We seem to accept what K is saying here, but I wonder why. Is it because we trust what K says in general as making a lot of sense so we accept what he says on seeing bringing about instant action as well? Or is it because we have experienced this, even in a limited way, and know the truth of it from direct experience? Perhaps it is a combination of both of these things.

I think “getting a bit carried away with the teachings” happens when we stray across a line and start talking knowledgeably about seeing bringing immediate action. As far as I can see, we can only explore this but none of us really know for sure.

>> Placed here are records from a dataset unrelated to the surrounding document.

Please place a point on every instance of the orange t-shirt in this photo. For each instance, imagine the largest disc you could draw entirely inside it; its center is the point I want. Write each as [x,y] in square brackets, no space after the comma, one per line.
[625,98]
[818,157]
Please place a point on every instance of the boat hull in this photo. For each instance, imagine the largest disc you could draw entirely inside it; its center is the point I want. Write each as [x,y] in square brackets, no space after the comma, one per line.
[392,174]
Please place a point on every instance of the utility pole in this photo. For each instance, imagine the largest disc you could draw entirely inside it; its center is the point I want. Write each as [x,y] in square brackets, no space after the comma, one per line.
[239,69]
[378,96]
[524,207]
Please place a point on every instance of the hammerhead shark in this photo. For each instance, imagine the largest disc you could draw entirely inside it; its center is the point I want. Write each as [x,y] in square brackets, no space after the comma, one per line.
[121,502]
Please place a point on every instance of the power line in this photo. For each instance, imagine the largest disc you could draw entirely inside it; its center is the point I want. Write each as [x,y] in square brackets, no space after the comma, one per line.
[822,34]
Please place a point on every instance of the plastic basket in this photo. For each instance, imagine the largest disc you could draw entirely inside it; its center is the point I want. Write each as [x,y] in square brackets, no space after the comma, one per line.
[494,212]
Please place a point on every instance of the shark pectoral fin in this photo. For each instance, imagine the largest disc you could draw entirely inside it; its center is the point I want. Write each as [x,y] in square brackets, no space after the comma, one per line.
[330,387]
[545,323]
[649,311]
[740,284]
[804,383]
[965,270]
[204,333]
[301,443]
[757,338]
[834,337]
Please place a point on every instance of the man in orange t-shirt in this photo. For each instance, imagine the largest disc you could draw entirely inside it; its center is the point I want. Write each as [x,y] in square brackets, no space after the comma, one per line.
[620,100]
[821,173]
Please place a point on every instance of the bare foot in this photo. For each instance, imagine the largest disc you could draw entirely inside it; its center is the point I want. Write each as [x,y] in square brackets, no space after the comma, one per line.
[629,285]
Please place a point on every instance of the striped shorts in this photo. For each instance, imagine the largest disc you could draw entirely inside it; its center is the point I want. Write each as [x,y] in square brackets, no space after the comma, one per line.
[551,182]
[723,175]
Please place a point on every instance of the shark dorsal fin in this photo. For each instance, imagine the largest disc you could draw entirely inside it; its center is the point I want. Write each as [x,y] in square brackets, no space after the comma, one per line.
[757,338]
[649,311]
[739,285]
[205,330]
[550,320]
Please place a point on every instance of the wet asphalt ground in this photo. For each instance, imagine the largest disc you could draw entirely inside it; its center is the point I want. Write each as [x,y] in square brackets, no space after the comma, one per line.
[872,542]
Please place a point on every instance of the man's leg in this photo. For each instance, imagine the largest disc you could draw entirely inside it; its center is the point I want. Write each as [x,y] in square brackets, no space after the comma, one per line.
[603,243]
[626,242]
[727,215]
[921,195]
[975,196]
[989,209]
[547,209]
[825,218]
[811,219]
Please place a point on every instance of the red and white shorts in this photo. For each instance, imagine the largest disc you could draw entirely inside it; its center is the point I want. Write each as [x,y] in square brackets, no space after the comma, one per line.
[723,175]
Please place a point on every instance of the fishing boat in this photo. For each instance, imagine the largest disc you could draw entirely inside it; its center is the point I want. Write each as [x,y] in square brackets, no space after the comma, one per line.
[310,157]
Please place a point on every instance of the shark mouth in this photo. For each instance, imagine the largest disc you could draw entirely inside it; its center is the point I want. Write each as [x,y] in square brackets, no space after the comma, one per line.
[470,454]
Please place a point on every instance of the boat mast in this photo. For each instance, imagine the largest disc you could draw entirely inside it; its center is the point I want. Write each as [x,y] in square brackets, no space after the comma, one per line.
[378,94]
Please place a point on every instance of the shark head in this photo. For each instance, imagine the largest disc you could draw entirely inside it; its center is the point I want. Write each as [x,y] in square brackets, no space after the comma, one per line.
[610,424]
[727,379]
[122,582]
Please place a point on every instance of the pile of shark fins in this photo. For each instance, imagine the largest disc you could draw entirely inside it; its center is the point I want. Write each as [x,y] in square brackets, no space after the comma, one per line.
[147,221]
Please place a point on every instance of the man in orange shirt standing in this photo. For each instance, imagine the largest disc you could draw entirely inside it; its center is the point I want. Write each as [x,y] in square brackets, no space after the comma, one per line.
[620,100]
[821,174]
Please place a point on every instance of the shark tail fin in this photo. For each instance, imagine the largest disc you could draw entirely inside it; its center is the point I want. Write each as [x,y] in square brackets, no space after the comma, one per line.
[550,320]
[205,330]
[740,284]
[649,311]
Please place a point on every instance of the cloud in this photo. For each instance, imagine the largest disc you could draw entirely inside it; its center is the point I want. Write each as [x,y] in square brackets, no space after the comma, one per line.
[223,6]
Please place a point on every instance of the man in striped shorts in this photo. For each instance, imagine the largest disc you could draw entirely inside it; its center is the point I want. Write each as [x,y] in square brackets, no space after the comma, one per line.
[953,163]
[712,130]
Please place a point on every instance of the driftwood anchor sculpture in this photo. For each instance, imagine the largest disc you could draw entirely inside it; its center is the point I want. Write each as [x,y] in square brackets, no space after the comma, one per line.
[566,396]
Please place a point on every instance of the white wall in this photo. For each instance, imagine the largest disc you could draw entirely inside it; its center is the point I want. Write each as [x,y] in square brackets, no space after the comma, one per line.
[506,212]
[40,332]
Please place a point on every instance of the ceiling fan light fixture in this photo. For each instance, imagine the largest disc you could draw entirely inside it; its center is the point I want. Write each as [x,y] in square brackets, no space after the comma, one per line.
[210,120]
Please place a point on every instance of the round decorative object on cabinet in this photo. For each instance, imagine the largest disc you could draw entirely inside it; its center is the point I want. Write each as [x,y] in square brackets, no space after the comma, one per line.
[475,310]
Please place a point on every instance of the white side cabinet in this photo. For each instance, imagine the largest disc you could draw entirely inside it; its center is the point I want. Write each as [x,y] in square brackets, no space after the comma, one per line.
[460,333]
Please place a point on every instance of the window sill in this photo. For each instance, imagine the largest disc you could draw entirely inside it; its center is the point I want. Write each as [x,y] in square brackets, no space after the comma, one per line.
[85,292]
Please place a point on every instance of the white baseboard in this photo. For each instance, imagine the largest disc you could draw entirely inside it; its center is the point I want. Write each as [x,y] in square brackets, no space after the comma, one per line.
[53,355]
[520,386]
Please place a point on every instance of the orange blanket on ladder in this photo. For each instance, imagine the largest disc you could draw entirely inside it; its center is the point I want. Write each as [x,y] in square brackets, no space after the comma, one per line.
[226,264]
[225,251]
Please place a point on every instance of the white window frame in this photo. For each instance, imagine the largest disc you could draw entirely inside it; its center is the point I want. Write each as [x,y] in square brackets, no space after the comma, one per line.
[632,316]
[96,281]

If I become aware of something happening in myself like ‘greed’ or ‘anger’ and I don’t bring judgement good/bad into the moment but just watch ‘it’ unfold, this is what K has called “caring” about what is taking place, whether it is greed, violence, etc. Awareness IS caring. He uses the example of a mother’s attention to her newborn. A choice less awareness then is caring, a form of love?
So rather than it being a ‘method’ to get rid of the feeling we call ‘greed’, the caring for it in this way, whatever sensation it is, has a negating effect?

From this point of view, what’s missing in us is this awareness without choice, this ‘caring’ for ourself without judgement?

1 Like

Hi Dan. Yes, I think that’s a very good way of putting it.

Sean it’s an extraordinary suggestion from him: to see ourselves even the violence in ourselves with this state of total caring (not approval)…I may be wrong but I think that this is the state he has called “Attention”?
( That’s the word he used when asked to sum up his ‘teaching’ in a word!) To me it implies a complete freedom from judging?

Yes, I think it is extraordinary. The idea of applying the most caring, loving and tender side of human existence (a mother’s care for a child) to wider aspects of life is quite revolutionary.

1 Like

When you see something clearly, without bias or self-interest, you respond to what actually is rather than having your “take” on it. So I don’t see why “seeing”, direct perception, could bring anything but intelligent response, whether it would be to do nothing or something.

As far as I can see, we can only explore this but none of us really know for sure.

Have you never had the experience of seeing something so clearly that your response (be it active or passive) is appropriate, even if you don’t realize it until after the fact? I’m sure we all have because if there were no moments of clarity, we wouldn’t know what clarity is, and how rare it is for the conditioned brain.

How would one “explore” clarity when it is the very thing our conditioning serves to prevent?

‘Clarity’ is in the revealing of the brain’s conditioned state, the ‘conditionings’…how we act, react, think, feel, believe the way we do what we do. The ‘exploration’ is not by the brain but by awareness of what is taking place in the brain without any judgement about what or why that is. With the same caring as in the K example of a mother with her newborn?

2 Likes

Then “exploration” isn’t the word that applies because it denotes something one does intentionally, and “awareness of what is taking place in the brain without any judgement about what or why that is” is just awareness.